Dans cette campagne électorale
crépusculaire, la question de la vérité se réduit à la publicité des
patrimoines et des revenus des candidats, comme si cela avait le moindre
rapport avec leur capacité à gouverner. Cette focalisation pointilleuse pose
néanmoins une vraie question : la vérité est-elle une valeur
démocratique ? Cela n’a rien d’évident car la vérité est, au sens fort,
univoque et indépendante des points de vue individuels, alors que la démocratie
implique par définition la coexistence d’une pluralité d’opinions et de
conceptions de la vie bonne. Cependant la vérité est une valeur démocratique cardinale
dans la mesure où elle sert justement à départager les opinions soumises à la
discussion. Quant aux discours politiques, leur valeur de vérité doit être
jugée en fonction du monde qu’ils visent : le monde des idées, le monde
matériel ou le monde vécu. Enfin,
ça c’était avant…
Dans le monde des idées, la valeur de vérité des doctrines politiques dépendait
de leur cohérence et d’un rapport à la réalité patiemment élaboré par de
grandes figures intellectuelles. Aujourd’hui les idéologies se réduisent à la
logique d’idées simples - au choix : la préférence nationale, le revenu de
base, le ni-droite-ni-gauche, la corruption des élites, le péril migratoire, le
redressement national, le rétablissement des frontières,…

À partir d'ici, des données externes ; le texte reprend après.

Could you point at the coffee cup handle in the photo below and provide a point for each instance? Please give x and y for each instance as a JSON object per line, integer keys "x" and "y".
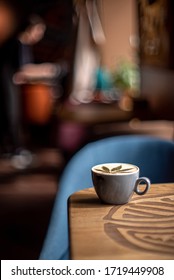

Dans le monde matériel, l’évidence de faits établis par des experts
reconnus s’imposait à tous et constituait une base stable et commune pour le
débat. Mais à l’ère des réseaux sociaux, le fact checking se révèle totalement
impuissant – comme face à Trump ou au Brexit. Dans le foisonnement des médias, il
ne reste plus comme source digne de confiance que celle qui pense comme moi, celle
qui affirme ce que je « sais » déjà.
Quant au monde vécu, celui des émotions et des opinions individuelles, c’est
celui que visent le rhéteur, le tribun ou le bonimenteur, ici la « vérité »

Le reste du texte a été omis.